When Rickey chooses Robinson to be the first black Major Leaguer, he notes that he is a Methodist, Robinson is a Methodist, God is a Methodist, so it must be right. In their first meeting, Rickey mentions that “like our savior” Robinson must “turn the other cheek.” When Rickey asks his manager by phone whether he has any problem with Robinson, the manager—in bed with a woman not his wife—says no. Rickey points out that the Bible commands love of neighbor more than anything else, and adds for good measure that it “says a thing or two about adultery.”

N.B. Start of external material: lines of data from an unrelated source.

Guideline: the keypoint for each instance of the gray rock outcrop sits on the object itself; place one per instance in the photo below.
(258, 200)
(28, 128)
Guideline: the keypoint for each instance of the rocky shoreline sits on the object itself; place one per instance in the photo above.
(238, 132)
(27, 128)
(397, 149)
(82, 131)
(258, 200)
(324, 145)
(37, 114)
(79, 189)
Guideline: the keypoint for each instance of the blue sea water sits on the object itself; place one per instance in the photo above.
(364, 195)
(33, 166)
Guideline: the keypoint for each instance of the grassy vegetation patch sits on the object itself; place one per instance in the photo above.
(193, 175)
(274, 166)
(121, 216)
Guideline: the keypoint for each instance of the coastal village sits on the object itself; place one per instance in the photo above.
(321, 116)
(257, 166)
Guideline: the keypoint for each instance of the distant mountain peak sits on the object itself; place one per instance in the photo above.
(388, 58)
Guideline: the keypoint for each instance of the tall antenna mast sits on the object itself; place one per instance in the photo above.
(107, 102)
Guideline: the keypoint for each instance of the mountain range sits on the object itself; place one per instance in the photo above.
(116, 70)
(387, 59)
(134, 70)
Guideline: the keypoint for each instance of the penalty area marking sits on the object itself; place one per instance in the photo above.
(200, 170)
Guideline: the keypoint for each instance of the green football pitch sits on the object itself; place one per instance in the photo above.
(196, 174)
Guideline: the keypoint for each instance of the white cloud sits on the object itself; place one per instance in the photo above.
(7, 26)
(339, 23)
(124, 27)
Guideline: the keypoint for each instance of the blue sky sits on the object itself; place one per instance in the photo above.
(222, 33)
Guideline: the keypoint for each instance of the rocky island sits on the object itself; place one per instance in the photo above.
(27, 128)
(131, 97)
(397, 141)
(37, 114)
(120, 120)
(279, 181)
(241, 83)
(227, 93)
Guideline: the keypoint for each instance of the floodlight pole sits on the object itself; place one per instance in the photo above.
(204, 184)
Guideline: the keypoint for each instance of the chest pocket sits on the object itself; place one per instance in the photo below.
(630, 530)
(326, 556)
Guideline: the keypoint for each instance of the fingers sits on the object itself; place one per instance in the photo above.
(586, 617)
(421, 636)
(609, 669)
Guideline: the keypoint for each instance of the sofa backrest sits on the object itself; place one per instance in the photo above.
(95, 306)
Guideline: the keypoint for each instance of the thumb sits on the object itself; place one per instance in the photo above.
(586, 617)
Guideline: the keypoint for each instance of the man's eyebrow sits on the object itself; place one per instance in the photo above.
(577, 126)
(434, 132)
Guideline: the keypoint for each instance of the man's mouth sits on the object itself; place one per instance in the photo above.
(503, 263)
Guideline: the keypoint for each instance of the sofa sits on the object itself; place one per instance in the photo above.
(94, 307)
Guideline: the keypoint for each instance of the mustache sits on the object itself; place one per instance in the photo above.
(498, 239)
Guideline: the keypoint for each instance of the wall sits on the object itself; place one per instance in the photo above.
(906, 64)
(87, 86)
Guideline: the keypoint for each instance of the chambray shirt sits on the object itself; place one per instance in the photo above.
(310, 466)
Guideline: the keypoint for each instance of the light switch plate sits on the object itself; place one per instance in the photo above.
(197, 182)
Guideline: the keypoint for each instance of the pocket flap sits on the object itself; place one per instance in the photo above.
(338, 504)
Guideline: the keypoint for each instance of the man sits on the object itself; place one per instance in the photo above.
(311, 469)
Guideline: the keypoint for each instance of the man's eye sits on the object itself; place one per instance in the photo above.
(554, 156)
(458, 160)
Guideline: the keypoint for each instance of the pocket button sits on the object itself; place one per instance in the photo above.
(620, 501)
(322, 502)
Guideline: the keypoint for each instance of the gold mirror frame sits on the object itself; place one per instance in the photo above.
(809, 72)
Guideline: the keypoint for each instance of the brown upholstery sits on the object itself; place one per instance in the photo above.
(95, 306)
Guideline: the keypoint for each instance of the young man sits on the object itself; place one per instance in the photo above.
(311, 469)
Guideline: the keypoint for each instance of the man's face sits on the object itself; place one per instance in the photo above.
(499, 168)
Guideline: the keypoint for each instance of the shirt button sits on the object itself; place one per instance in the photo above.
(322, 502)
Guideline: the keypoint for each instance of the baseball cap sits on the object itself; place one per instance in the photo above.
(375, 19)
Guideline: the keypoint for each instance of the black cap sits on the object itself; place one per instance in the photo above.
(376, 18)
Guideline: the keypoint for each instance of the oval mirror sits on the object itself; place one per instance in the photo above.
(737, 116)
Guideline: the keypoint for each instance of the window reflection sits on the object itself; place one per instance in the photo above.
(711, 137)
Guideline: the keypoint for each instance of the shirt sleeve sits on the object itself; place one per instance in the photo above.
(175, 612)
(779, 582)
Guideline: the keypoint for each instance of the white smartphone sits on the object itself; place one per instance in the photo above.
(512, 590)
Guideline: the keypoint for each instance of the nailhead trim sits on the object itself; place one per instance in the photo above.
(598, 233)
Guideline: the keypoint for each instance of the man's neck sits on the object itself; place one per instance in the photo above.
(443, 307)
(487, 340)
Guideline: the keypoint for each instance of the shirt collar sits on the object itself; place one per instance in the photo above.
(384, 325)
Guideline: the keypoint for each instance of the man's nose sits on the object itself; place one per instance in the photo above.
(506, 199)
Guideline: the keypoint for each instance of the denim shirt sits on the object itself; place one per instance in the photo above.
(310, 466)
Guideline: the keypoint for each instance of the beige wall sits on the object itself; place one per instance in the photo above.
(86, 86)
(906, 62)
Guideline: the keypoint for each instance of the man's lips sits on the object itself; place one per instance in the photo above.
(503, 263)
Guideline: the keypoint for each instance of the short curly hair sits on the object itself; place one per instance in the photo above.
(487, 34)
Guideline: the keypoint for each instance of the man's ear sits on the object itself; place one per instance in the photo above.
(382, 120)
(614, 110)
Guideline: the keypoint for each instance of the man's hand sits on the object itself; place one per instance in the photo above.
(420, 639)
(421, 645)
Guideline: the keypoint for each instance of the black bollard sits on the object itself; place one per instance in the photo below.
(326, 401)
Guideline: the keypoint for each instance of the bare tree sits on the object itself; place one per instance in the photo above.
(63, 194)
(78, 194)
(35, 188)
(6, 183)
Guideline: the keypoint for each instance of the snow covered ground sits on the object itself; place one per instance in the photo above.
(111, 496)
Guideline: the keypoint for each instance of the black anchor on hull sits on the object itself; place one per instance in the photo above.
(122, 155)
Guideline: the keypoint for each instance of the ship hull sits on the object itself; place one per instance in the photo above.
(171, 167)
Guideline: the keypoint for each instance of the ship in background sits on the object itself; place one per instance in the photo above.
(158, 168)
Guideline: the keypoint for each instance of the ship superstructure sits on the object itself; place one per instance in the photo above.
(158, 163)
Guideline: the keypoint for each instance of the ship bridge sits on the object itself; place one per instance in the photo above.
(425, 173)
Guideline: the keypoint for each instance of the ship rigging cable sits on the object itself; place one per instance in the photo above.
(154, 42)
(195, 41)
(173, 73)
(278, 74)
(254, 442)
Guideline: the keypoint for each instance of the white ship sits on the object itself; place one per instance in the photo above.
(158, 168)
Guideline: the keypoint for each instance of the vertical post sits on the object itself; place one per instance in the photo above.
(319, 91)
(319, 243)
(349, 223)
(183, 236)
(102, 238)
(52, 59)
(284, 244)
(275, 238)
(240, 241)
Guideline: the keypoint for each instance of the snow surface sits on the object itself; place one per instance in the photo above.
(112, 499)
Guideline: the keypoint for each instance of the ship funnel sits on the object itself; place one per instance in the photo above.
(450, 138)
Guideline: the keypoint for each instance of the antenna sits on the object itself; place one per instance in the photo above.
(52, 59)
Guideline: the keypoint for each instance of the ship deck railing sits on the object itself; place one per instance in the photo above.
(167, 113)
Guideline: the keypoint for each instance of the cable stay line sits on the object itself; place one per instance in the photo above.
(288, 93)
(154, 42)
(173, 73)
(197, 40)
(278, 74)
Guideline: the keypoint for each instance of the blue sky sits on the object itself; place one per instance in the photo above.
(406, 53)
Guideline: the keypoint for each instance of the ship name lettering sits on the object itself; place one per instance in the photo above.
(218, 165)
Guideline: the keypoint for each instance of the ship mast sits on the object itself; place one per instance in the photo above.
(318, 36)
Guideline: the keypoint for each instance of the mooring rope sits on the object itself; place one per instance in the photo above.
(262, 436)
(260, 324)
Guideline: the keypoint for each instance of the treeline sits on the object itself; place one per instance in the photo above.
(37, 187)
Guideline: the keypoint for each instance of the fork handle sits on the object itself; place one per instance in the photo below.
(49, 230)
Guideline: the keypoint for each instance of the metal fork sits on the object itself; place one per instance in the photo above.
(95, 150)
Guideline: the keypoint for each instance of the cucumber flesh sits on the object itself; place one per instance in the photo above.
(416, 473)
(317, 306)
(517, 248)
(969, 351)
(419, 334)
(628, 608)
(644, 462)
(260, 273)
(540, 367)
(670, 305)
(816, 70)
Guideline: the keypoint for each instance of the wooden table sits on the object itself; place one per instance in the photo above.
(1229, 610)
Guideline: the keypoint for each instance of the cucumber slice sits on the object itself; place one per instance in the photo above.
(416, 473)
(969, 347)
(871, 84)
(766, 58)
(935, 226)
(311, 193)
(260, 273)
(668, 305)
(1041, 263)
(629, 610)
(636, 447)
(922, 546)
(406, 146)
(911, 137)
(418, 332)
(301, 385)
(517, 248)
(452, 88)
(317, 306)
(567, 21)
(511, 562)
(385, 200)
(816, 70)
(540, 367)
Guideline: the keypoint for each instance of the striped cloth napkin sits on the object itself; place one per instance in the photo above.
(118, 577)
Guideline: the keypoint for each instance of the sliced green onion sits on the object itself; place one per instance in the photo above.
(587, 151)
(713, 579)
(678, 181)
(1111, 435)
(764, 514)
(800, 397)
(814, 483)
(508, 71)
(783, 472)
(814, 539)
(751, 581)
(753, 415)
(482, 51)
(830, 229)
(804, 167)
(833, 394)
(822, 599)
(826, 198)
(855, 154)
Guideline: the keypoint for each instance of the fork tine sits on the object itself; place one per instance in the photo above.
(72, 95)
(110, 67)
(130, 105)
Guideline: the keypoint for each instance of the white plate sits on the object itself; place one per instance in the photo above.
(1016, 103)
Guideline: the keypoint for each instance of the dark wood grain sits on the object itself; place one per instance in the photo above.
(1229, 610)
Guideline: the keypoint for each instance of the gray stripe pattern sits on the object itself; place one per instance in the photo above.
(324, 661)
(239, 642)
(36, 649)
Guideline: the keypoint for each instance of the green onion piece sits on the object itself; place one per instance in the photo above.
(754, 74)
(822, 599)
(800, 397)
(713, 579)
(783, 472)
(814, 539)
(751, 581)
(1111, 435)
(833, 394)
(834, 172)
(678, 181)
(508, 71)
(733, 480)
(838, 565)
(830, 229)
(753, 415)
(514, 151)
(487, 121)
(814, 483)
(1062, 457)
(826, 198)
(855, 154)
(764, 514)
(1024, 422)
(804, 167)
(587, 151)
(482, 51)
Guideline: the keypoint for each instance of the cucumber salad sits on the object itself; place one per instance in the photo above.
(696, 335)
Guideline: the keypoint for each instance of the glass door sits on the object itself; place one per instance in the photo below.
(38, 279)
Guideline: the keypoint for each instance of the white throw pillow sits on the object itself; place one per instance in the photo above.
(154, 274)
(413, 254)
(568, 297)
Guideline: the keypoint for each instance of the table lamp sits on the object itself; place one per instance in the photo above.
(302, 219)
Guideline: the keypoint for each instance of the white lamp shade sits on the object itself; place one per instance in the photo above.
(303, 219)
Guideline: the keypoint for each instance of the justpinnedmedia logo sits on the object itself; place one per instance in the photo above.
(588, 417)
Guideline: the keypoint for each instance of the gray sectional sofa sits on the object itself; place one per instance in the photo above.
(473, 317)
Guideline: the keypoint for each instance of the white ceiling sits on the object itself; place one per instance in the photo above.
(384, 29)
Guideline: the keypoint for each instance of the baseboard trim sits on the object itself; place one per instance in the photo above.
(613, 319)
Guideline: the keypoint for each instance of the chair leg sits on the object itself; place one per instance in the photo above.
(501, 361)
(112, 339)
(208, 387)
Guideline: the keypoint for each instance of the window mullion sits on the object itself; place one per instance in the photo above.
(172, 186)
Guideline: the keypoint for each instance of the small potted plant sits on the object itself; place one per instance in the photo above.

And when an opposing owner threatens not to let his team take the field if Robinson plays, Rickey brings up Judgment Day. He suggests that when the owner has to explain his actions to God, refusing to play against the Dodgers because Robinson is black “may not be a sufficient reply.”
To be sure, any sort of obvious piety is absent from the film’s portrayal of Robinson. But not from the portrayal of Rickey. Metaxas’s piece reads like he was certain faith would be excised, wrote the criticism and timed it for the film’s release without seeing it. Or perhaps faith was not portrayed in a manner in line with Metaxas’s taste.
Whatever the case, Metaxas’s failure to mention the film’s portrayal of Rickey’s faith at all suggests that he was ready to be offended before he even saw the film and wrote accordingly. Robinson refused to fight back. Here Metaxas throws a punch before the show began.